Bitcoins inventor, Satoshi Nakamoto, is a mysterious hacker (or a group of hackers) who created it in 2009 and disappeared from the internet some time in 2010. The currencys early adopters have tended to be tech-loving libertarians and gold bugs, determined to break free of government control. The most infamous place where Bitcoin is used is Silk Road, a marketplace hidden in an anonymised part of the web called Tor. Users order goodstypically illegal drugsand pay with Bitcoins.

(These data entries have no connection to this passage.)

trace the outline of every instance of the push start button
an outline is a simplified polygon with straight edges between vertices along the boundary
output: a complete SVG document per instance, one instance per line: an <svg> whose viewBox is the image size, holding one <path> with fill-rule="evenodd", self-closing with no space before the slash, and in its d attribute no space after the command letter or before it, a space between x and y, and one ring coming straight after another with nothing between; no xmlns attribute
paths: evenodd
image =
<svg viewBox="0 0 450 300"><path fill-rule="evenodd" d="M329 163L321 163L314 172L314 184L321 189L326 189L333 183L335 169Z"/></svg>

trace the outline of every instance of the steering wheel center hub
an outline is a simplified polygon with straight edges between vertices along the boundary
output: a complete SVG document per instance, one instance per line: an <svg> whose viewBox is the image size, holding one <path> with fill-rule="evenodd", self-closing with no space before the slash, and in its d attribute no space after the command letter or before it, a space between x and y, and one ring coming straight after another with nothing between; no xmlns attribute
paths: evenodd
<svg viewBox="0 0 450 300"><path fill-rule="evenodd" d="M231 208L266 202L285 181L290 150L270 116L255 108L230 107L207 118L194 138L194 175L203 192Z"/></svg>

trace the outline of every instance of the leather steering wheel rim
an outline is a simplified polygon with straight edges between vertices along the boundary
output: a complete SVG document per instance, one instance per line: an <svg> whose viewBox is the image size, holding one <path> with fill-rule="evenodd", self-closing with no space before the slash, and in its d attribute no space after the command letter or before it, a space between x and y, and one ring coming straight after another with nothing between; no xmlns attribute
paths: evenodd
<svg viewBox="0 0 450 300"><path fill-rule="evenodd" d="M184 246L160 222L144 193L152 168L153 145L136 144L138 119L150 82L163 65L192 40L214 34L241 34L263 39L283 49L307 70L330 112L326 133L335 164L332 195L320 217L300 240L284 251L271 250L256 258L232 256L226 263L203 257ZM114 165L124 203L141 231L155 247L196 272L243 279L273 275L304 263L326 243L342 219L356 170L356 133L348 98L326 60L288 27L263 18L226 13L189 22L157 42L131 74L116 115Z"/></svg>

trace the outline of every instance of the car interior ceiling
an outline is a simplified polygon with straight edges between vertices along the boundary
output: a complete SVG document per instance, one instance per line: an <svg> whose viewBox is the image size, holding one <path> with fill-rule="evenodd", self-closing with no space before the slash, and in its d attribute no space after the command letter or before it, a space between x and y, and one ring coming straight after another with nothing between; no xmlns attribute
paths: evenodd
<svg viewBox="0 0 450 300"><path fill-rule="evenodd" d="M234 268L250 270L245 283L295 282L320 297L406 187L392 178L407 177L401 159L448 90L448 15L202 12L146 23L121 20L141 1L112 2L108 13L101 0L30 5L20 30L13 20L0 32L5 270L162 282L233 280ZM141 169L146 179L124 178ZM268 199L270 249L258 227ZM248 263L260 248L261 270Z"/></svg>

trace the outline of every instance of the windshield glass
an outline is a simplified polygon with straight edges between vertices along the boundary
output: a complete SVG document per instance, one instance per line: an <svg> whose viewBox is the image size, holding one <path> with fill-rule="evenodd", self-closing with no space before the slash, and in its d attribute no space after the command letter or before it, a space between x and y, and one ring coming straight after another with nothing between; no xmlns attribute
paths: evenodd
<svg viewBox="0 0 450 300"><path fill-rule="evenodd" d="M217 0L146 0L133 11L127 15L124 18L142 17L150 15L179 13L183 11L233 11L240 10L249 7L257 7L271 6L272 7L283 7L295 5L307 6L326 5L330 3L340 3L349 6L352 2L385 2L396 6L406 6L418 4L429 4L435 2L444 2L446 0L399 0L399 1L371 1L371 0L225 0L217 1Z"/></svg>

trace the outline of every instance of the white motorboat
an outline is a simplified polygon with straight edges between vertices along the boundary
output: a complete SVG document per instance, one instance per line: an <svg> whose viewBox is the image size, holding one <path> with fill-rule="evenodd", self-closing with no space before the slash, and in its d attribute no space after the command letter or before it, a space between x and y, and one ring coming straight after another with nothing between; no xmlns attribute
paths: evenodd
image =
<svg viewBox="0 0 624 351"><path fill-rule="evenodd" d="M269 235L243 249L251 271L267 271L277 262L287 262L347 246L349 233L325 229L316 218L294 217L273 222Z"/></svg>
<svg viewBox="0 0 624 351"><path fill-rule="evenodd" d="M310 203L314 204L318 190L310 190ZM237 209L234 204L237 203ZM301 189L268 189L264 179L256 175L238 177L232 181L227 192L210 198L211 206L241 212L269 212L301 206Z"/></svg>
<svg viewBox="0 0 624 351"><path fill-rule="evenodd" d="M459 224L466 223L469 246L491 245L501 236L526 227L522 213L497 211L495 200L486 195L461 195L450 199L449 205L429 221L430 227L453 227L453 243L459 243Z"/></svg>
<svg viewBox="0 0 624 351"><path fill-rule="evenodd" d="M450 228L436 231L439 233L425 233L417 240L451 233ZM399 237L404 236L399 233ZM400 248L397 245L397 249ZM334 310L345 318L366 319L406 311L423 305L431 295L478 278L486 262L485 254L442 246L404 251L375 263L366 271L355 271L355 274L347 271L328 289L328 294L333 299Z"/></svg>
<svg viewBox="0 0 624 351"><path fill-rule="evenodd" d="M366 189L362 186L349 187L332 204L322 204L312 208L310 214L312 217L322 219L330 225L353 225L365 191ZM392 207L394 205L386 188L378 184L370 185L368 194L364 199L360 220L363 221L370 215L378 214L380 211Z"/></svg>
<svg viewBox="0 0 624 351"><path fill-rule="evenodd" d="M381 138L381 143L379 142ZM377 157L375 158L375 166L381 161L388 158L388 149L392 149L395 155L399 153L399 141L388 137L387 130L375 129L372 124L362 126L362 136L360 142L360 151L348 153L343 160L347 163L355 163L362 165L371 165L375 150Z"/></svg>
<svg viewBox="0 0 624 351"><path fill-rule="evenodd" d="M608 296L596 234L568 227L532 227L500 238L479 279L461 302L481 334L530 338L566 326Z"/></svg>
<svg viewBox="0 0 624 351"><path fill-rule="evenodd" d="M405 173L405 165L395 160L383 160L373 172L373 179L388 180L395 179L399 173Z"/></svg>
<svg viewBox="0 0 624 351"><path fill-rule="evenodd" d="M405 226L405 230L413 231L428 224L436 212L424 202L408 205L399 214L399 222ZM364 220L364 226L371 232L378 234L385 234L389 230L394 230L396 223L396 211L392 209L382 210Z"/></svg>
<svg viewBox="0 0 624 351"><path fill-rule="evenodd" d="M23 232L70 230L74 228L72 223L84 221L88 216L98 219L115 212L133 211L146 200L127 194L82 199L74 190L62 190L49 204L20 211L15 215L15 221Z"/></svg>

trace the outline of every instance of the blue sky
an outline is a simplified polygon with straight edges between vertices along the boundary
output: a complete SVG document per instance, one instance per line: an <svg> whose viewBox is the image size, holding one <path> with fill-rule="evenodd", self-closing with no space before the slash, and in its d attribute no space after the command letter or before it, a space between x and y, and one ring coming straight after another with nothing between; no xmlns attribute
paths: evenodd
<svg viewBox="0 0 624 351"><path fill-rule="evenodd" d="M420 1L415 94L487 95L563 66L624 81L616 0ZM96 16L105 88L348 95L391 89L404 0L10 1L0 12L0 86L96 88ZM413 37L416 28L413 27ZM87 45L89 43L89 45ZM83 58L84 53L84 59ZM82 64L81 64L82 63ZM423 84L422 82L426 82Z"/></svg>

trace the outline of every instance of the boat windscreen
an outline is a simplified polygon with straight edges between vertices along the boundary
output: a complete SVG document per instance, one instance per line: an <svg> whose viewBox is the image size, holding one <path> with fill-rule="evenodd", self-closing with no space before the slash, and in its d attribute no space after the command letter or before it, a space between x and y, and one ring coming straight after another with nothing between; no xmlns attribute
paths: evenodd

Some legal businesses have started to accept Bitcoins. Among them are Reddit, a social-media site,The 3rd International Conference on custombobbleheads and Indoor Navigation. and WordPress, which provides web hosting and software for bloggers. The appeal for merchants is strong. Firms such as BitPay offer spot-price conversion into dollars. Fees are typically far less than those charged by credit-card companies or banks, particularly for orders from abroad. And Bitcoin transactions cannot be reversed, so frauds cannot leave retailers out of pocket.

Yet for Bitcoins to go mainstream much has to happen, says Fred Ehrsam, the co-developer of Coinbase,Choose the right bestluggagetag in an array of colors. a Californian Bitcoin exchange and wallet service, where users can store their digital fortune. Getting hold of Bitcoins for the first time is difficult. Using them is fiddly. They can be stolen by hackers or just lost, like dollar bills in a washing machine. Several Bitcoin exchanges have suffered thefts and crashes over the past two years.